Re: How to create a search for matching next line?

ITWhisperer — Fri, 04 Aug 2023 07:40:41 GMT

Try something like this

| streamstats window=2 current=f last(_raw) as previous_raw | regex previous_raw="match string"

Re: How to create a search for matching next line?

Thulasinathan_M — Fri, 04 Aug 2023 09:32:03 GMT

Hi @ITWhisperer ,

Thanks, but this gives the same matching event, not adding the next immediate line.

Re: How to create a search for matching next line?

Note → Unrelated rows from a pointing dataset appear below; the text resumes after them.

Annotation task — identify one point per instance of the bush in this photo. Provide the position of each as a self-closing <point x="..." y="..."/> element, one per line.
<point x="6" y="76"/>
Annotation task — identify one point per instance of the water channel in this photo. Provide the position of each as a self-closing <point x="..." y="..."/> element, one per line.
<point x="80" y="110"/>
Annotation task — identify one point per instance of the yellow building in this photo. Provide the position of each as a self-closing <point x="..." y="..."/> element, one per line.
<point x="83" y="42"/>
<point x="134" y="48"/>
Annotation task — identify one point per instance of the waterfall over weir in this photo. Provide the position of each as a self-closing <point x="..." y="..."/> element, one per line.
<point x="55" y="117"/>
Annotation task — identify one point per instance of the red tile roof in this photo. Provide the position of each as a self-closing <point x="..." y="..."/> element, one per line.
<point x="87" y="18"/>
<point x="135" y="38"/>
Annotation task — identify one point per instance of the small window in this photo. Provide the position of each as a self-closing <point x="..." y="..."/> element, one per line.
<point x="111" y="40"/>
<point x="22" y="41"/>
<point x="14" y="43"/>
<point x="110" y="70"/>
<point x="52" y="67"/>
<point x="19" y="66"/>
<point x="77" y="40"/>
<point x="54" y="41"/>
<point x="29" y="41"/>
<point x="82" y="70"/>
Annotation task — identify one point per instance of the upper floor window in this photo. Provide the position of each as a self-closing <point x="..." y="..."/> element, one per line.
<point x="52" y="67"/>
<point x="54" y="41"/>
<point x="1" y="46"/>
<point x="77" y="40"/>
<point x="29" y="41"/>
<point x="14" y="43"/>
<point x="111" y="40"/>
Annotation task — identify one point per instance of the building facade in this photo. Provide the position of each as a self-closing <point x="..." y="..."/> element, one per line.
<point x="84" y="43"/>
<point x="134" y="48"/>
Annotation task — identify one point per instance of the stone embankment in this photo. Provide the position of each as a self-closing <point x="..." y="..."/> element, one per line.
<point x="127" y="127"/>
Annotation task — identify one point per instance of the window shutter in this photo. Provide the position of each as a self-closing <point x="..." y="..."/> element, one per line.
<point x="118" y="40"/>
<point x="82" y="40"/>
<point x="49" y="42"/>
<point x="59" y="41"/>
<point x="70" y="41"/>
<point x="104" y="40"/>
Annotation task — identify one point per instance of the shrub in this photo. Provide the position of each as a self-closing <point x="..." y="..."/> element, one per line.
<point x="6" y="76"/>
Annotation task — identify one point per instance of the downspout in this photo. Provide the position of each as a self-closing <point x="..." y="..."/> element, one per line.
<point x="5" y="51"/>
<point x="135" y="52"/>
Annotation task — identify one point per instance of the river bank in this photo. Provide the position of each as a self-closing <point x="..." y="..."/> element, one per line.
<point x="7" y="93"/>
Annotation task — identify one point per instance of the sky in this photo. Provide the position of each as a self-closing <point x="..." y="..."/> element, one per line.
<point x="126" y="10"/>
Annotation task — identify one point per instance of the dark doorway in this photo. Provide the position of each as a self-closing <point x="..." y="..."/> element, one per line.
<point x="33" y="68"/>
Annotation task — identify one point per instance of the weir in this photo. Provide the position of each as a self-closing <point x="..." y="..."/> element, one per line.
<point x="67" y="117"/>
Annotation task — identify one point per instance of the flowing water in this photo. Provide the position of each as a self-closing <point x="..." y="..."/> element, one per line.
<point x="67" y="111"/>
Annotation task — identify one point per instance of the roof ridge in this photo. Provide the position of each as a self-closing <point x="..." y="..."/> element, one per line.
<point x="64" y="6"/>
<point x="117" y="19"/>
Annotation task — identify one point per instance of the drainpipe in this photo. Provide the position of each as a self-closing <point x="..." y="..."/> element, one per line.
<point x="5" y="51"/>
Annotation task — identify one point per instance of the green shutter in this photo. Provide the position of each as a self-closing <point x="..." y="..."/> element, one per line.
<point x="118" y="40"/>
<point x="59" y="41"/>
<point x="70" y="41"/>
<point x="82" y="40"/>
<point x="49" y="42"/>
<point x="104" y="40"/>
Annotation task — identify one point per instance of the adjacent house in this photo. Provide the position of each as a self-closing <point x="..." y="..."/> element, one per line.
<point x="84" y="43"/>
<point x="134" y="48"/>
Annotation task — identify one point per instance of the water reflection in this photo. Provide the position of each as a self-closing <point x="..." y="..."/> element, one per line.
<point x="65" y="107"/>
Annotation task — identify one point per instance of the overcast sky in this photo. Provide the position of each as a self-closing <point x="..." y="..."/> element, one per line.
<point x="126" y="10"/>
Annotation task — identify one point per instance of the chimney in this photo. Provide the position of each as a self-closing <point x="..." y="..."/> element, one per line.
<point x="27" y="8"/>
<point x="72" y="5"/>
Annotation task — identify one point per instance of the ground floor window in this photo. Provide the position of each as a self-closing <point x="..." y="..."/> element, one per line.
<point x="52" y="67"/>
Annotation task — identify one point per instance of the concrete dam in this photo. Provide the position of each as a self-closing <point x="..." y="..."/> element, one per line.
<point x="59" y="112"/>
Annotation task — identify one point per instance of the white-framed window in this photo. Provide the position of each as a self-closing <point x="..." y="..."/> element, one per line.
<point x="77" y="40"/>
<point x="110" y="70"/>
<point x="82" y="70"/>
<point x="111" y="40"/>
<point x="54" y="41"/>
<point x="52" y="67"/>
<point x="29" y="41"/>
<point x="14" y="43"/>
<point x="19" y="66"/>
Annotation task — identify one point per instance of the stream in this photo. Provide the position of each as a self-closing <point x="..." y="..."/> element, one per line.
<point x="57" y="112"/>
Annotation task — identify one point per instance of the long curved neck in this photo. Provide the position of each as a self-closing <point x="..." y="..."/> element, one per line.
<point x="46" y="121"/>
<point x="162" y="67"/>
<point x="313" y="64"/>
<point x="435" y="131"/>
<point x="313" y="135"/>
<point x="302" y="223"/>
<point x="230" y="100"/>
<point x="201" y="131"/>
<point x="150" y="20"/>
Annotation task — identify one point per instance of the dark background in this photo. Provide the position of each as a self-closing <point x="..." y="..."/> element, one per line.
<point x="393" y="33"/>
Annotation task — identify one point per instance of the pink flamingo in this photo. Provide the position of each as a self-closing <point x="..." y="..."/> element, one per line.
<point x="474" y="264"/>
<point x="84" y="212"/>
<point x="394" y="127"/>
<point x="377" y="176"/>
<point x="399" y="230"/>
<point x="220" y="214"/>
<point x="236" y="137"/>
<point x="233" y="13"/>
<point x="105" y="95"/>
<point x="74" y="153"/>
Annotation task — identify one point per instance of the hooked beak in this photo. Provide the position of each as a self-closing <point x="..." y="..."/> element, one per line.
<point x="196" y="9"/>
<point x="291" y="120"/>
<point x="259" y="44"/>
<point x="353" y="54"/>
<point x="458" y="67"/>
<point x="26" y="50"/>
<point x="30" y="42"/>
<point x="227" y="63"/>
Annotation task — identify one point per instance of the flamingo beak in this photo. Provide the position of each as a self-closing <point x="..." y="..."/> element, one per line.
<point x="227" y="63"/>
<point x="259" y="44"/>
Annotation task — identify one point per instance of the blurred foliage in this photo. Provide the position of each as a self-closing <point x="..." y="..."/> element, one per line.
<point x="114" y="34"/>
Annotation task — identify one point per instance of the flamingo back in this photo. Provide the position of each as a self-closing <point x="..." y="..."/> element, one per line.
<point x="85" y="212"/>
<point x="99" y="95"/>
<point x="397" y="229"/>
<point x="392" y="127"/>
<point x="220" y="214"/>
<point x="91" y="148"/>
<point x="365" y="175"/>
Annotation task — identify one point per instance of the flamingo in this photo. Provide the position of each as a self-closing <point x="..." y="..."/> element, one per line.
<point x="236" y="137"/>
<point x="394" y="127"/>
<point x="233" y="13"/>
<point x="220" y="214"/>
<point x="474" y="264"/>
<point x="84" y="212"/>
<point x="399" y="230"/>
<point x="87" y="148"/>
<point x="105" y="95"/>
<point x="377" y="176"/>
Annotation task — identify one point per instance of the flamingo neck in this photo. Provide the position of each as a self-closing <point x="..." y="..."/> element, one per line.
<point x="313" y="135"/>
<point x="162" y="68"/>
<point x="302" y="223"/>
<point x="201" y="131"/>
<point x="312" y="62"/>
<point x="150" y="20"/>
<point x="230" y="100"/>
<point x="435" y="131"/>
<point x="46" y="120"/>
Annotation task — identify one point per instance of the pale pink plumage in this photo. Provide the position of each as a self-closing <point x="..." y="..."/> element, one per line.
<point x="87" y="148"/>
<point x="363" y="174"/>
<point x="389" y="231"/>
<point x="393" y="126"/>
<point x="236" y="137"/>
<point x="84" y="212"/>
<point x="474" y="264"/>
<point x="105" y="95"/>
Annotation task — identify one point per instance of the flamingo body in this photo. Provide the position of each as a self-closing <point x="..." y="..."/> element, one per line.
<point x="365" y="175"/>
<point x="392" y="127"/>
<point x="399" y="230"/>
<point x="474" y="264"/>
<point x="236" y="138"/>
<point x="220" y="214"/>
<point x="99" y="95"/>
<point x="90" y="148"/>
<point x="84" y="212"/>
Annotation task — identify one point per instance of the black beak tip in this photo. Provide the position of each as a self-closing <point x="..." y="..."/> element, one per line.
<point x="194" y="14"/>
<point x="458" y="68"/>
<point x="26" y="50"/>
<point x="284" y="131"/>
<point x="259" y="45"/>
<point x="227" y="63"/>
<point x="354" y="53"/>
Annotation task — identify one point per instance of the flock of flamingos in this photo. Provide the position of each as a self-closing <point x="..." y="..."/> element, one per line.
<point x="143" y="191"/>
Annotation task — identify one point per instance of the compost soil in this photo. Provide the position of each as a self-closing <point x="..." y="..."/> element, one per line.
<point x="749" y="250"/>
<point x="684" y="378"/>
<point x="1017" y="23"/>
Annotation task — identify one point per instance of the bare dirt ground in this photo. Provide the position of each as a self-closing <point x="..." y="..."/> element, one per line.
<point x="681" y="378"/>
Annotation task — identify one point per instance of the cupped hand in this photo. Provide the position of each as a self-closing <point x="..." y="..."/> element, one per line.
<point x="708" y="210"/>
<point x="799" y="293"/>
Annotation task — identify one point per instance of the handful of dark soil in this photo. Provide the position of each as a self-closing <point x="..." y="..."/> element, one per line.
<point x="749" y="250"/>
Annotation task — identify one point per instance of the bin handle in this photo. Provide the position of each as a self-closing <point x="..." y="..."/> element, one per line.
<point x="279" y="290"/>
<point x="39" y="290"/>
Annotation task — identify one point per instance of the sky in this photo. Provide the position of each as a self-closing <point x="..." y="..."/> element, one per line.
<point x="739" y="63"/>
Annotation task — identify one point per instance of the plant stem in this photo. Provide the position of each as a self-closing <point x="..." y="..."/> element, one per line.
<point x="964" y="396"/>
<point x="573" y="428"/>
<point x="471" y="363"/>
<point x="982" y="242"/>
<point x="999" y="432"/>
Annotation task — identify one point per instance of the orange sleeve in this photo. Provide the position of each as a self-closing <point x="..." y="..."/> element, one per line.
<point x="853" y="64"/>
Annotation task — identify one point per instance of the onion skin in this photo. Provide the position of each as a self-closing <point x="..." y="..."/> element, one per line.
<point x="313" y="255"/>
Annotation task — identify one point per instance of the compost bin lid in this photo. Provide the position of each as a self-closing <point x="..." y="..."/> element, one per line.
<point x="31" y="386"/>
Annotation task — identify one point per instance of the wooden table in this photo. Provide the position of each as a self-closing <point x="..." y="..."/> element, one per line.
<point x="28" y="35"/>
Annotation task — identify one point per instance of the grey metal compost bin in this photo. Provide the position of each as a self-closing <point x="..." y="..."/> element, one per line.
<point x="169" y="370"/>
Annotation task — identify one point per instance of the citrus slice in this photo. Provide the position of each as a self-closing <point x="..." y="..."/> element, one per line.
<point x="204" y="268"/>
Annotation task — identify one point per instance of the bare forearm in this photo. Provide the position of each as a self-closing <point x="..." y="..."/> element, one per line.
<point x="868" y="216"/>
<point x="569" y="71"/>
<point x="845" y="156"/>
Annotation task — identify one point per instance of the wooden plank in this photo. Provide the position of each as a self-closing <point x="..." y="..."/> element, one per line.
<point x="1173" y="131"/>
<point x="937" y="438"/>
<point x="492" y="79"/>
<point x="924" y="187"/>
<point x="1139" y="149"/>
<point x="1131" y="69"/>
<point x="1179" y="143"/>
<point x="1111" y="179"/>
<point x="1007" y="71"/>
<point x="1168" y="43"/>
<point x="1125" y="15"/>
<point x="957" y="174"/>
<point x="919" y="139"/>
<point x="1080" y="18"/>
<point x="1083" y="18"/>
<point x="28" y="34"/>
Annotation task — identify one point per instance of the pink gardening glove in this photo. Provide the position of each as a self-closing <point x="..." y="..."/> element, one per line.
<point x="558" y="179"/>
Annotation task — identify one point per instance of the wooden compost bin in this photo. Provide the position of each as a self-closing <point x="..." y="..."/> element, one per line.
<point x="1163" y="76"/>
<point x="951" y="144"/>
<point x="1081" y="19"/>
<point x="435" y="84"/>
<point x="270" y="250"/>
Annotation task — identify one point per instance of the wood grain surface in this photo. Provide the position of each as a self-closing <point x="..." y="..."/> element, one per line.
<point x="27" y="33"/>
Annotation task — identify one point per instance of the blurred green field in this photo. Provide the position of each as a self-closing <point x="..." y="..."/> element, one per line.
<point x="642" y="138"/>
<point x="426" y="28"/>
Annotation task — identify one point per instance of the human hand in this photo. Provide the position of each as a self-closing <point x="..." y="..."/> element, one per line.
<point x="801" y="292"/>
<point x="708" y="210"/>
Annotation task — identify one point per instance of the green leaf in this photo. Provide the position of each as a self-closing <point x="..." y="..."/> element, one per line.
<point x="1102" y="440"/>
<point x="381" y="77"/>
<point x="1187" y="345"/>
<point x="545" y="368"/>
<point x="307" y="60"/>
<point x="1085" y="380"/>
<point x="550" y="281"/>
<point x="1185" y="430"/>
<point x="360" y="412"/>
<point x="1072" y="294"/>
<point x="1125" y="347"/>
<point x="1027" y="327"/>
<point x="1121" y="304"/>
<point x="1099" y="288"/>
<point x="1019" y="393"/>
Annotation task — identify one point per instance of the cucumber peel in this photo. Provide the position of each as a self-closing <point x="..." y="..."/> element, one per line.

Thulasinathan_M — Fri, 04 Aug 2023 09:37:40 GMT

Hi @yuanliu, Generally I'm looking for what we see in the Events -> Event Actions -> Show Source.
I can't do it by _time, because we've multiple host & source which could overlap. Unfortunately so such fields/ keys to identify it.

Re: How to create a search for matching next line?

ITWhisperer — Fri, 04 Aug 2023 09:40:26 GMT

True but the data is together.

Another approach could be this

Re: How to create a search for matching next line?

Thulasinathan_M — Fri, 04 Aug 2023 10:10:09 GMT

Thanks @ITWhisperer , tried but still it's displaying only the Event matched line.

Re: How to create a search for matching next line?

PickleRick — Fri, 04 Aug 2023 10:35:52 GMT

This view shows you events in the (reverse? I don't remember) order as they are being returned by the search. But there is no guarantee that they will always be in the same order unless there is an explicit or implicit factor ordering them.

Results are by default (unless you sort them otherwise) returned in a reverse chronological order. But if you have two events with the exact same timestamp, I don't think there is ah officially defined and known mechanics for ordering them.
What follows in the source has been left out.